Feb 07 12:15:05 nod03 origin-node[104753]: I0207 12:15:05.935057 104753 csr.go:105] csr for this node already exists, reusing
Feb 07 12:15:05 nod03 origin-node[104753]: I0207 12:15:05.937670 104753 csr.go:113] csr for this node is still valid
Check also nodes status
# oc get nodes
NAME STATUS ROLES AGE
mst01 Ready infra,master 2y
nod01 Ready compute 2y
nod02 Ready compute 2y
nod03 NotReady compute 1y
As we can see above the log of origin-node service has certificate issue, and there is woker node has Not Ready.
Step to fix
Go check the CSR (Certificate Signing Request) with the following command:
# oc get csr
NAME AGE REQUESTOR CONDITION
node-csr-iu4kZ9NYHiltJkndh4k5E9kjQq7jQv6TewLOyOuYeCU 19m system:serviceaccount:openshift-infra:node-bootstrapper Pending
The CSR has pending state, so we have to approve it.
# oc get csr -o name | xargs oc adm certificate approve
certificatesigningrequest.certificates.k8s.io / node-csr-iu4kZ9NYHiltJkndh4k5E9kjQq7jQv6TewLOyOuYeCU approved
And check it with oc get csr again:
NAME AGE REQUESTOR CONDITION
csr-q2r52 7s system:node:nod03 Pending
node-csr-iu4kZ9NYHiltJkndh4k5E9kjQq7jQv6TewLOyOuYeCU 21m system:serviceaccount:openshift-infra:node-bootstrapper Approved,Issued
If there's pending state of CSR, just approve it like we do before with oc get csr -o name | xargs oc adm certificate approve. Then check it again to make sure if CSR has been approved.
# oc get csr
NAME AGE REQUESTOR CONDITION
csr-q2r52 20s system:node:nod03 Approved,Issued
node-csr-iu4kZ9NYHiltJkndh4k5E9kjQq7jQv6TewLOyOuYeCU 22m system:serviceaccount:openshift-infra:node-bootstrapper Approved,Issued
Rechecking nodes
Make sure origin-node service and nodes status has running.
# systemctl status origin-node
● origin-node.service - OpenShift Node
Loaded: loaded (/etc/systemd/system/origin-node.service; enabled; vendor preset: disabled)

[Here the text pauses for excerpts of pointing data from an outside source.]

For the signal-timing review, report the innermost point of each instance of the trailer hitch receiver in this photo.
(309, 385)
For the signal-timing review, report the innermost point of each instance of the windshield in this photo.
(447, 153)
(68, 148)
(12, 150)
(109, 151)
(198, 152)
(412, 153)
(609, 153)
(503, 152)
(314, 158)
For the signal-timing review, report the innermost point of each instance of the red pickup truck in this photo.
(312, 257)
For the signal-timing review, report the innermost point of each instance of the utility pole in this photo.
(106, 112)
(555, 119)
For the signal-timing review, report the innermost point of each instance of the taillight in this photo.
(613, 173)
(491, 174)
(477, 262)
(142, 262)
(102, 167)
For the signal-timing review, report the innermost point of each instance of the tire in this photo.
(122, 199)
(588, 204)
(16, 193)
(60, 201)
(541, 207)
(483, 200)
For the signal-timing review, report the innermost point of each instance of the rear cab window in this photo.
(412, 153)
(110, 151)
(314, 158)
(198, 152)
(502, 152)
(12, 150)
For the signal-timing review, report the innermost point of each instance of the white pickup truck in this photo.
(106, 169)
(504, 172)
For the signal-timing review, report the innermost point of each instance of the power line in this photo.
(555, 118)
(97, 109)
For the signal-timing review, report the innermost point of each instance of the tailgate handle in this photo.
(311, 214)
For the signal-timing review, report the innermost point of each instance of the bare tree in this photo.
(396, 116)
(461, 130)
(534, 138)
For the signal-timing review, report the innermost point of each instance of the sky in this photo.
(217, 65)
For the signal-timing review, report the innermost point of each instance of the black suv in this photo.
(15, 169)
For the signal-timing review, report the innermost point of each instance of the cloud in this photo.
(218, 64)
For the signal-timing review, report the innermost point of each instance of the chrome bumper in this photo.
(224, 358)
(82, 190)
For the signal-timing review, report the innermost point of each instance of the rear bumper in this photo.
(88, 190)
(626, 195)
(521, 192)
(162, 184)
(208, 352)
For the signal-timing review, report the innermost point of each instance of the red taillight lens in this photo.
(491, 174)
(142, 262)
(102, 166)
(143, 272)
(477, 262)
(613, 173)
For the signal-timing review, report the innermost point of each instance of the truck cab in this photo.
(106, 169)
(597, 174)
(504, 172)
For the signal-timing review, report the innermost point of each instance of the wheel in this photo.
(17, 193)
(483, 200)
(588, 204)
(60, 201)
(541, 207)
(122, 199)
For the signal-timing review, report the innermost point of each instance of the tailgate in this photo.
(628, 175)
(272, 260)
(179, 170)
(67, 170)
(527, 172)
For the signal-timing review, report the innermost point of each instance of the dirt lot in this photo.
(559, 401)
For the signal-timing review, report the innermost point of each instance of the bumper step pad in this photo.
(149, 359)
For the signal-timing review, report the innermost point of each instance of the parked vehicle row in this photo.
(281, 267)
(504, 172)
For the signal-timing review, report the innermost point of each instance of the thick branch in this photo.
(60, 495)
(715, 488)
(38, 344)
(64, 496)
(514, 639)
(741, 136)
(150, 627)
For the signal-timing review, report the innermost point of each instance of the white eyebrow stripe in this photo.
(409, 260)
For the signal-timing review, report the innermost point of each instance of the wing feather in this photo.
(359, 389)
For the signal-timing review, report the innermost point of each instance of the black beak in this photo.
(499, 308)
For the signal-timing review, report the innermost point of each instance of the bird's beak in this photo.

Active: active (running) since Mon 2022-02-07 12:24:02 UTC; 40s ago
Docs: https://github.com/openshift/origin
Main PID: 572 (hyperkube)
Memory: 133.4M
CGroup: /system.slice/origin-node.service
└─572 /usr/bin/hyperkube kubelet --v=2 --address=0.0.0.0 --allow-privileged=true --anonymous-auth=true --authentication-token-webhook=true --authentication-token-webhook-cache-ttl=...
# oc get nodes
NAME STATUS ROLES AGE
mst01 Ready infra,master 2y
nod01 Ready compute 2y
nod02 Ready compute 2y
nod03 Ready compute 1y
If all running well, finally do check on the OKD web console side.